# Paramount Reynolds 531 Tubing Decal (Sticker)



## highwheel431 (Jan 30, 2014)

Looking for a source for a Reynolds 531 sticker for a 1974 Paramount.  I know that the Schwinn sticker was unique to the rest of the Reynolds world.

The standard sticker reads:  "Guaranteed built with Reynolds 531 Butted Tubes, Forks and Stays...manufactured by Reynolds Tube Co. LTD...Birmingham, England"

Schwinn did not like how the sticker inferred that the forks and stays were also butted.  So their sticker read: "Guaranteed built with Reynolds 531 fork blades, stays and butted frame tubes".
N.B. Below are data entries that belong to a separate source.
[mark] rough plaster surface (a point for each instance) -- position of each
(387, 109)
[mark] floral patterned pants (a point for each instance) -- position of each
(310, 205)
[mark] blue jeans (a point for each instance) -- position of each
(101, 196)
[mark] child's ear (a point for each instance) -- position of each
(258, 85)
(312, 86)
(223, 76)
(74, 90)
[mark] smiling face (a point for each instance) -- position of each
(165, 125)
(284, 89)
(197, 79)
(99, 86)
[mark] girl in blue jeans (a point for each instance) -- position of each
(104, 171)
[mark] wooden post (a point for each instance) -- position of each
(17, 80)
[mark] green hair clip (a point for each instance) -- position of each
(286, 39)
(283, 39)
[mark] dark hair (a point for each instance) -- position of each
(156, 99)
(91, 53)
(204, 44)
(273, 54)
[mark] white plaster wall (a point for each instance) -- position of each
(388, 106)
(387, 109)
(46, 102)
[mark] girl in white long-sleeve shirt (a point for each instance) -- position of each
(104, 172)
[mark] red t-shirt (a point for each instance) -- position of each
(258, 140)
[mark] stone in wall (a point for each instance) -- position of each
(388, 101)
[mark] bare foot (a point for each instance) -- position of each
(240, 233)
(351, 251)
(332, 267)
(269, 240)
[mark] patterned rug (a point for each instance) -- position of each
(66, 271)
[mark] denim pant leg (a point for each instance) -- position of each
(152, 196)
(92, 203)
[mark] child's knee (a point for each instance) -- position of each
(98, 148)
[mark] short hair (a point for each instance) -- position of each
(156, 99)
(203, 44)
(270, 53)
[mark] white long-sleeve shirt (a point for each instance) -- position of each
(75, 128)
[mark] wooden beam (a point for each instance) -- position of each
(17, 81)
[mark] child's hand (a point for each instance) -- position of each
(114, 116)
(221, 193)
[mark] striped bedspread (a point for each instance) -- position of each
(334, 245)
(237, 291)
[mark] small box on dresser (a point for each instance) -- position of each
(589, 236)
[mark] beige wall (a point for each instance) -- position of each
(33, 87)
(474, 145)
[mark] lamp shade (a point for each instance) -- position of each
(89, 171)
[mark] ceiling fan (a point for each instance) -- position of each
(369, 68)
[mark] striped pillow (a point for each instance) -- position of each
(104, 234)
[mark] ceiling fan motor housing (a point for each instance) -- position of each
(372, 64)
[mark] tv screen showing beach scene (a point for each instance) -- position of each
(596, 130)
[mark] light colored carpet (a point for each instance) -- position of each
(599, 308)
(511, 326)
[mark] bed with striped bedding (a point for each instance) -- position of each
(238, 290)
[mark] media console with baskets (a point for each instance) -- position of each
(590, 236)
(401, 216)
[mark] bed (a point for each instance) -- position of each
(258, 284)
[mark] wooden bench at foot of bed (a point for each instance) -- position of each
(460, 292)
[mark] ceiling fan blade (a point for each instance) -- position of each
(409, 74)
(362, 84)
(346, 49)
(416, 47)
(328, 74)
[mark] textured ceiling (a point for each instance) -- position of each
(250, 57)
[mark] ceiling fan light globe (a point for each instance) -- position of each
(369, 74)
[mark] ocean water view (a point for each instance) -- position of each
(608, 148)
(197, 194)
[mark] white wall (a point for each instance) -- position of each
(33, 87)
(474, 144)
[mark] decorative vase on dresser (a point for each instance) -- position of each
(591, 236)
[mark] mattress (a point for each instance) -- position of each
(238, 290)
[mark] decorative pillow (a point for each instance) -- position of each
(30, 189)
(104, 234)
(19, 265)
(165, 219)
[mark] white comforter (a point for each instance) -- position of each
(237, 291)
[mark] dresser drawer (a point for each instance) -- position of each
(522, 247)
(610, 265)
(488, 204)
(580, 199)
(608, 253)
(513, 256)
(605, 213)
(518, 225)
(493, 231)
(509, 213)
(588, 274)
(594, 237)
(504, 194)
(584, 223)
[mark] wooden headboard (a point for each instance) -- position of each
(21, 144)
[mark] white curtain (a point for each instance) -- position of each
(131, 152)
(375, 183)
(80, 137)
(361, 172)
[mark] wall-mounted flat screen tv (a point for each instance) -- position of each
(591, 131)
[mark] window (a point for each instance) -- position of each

Is anyone making the second one for sale under Reynolds radar?

Thanks

Ross


----------



## SirMike1983 (Jan 30, 2014)

The last person I know of producing old lightweight decals (he did some Raleigh ones as well) was Mike Swantak in Florida, but that was probably 8-9 years ago. He sort of dropped off the radar awhile back.


----------



## rhenning (Jan 30, 2014)

You can buy them from Waterford Precision Cycles which is where Paramounts were made post 1981.  It is own by Richard Schwinn and is still part of the Schwinn family.  Roger


----------